Sustainability claims are easy to make. Ours are independently assessed, reported in the industry press, and built into the way the factory works — not added afterwards.
When sustainable building consultant John Butler assessed our modular building for St Patrick's College, Cork using PHribbon, the result was an embodied carbon figure of 249 kg CO₂e/m² — earning an A+ LETI rating for both upfront and whole-life carbon.
For context, the RIAI's current benchmark for non-domestic buildings is 1,000 kg CO₂e/m², and its 2030 Climate Challenge target is 540. Timber structure, natural insulation and a lean factory process put Lidan buildings well past targets most of the industry is still planning for.
Independent assessments using PHribbon (John Butler Sustainable Building Consultancy); reported by Passive House Plus, January 2022 and April 2025.
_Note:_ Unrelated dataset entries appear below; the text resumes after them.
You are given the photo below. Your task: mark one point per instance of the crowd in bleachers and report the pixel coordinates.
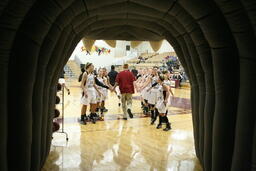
(166, 61)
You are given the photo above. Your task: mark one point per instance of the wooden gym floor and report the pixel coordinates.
(118, 145)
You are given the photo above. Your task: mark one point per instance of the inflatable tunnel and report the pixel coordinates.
(214, 40)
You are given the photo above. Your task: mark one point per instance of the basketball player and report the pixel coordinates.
(90, 91)
(152, 93)
(162, 102)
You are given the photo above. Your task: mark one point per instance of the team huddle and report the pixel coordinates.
(154, 88)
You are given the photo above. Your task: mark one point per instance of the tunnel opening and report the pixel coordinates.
(214, 41)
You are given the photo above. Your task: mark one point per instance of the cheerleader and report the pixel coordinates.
(89, 94)
(162, 103)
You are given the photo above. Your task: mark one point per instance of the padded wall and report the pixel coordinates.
(214, 39)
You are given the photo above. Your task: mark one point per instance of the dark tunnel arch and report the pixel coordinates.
(207, 36)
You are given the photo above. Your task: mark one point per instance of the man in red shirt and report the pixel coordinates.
(125, 81)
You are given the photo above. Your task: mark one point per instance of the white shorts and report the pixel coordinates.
(105, 94)
(145, 93)
(161, 107)
(118, 93)
(91, 97)
(152, 97)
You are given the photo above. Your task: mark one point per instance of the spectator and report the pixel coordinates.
(112, 75)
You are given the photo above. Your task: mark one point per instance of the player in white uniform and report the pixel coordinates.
(105, 91)
(90, 92)
(162, 103)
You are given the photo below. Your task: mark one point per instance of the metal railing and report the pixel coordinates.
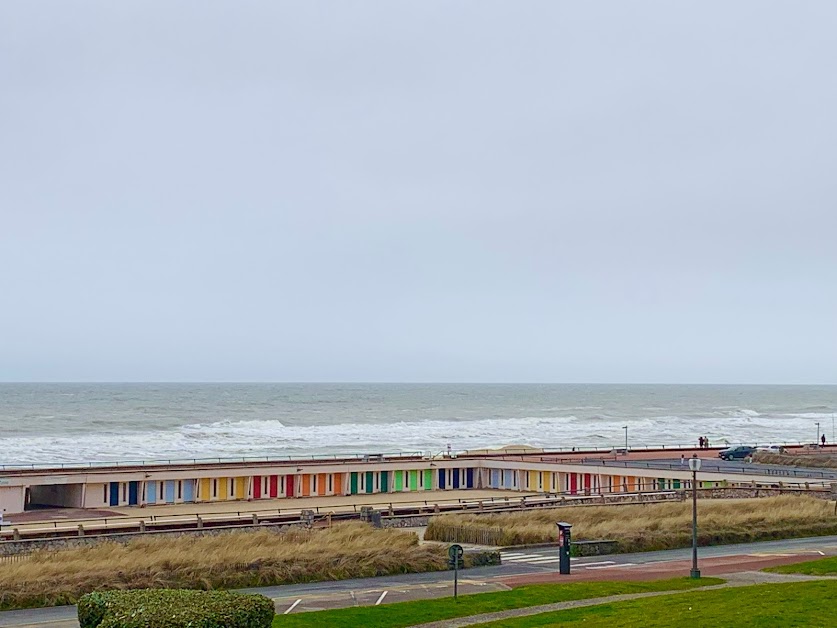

Controlled factory assembly designs waste out of the process — materials are cut to order, offcuts are reused, and buildings leave the factory once, complete. Time on site is measured in days, and so is site disruption.
Structural timber is exclusively FSC-certified from responsibly managed forests, complemented by engineered systems — Glulam, mass timber and cross-laminated timber — that store carbon for the building's lifetime.
Cellulose (including Ecocel recycled paper insulation) and wood-fibre systems, installed and quality-checked in the factory — breathable, high-performance and low-carbon.
A-rated BER, NZEB and Part L compliance as standard. Our airtightness results beat the passive house benchmark of 0.6 air changes per hour — measured, not estimated.
Air-to-air and air-to-water heat pumps, solar PV arrays installed by our own team, and — where the brief demands it — greywater recycling and composting systems, all commissioned before delivery.
Western red cedar, charred larch and standing-seam metal roofs: façades chosen to weather decades in the Irish climate without constant maintenance — and to belong where they stand.

Fernhill House, built for Dún Laoghaire–Rathdown County Council, is believed to be the first dwelling in Ireland fully completed offsite — kitchen fitted, bathroom plumbed, electrics live, solar PV on the roof.
Installed on ground screws with no concrete foundations, it went from design to handover in three weeks, to an A2 BER, NZEB standard and passive-level airtightness — on a budget of €120,000.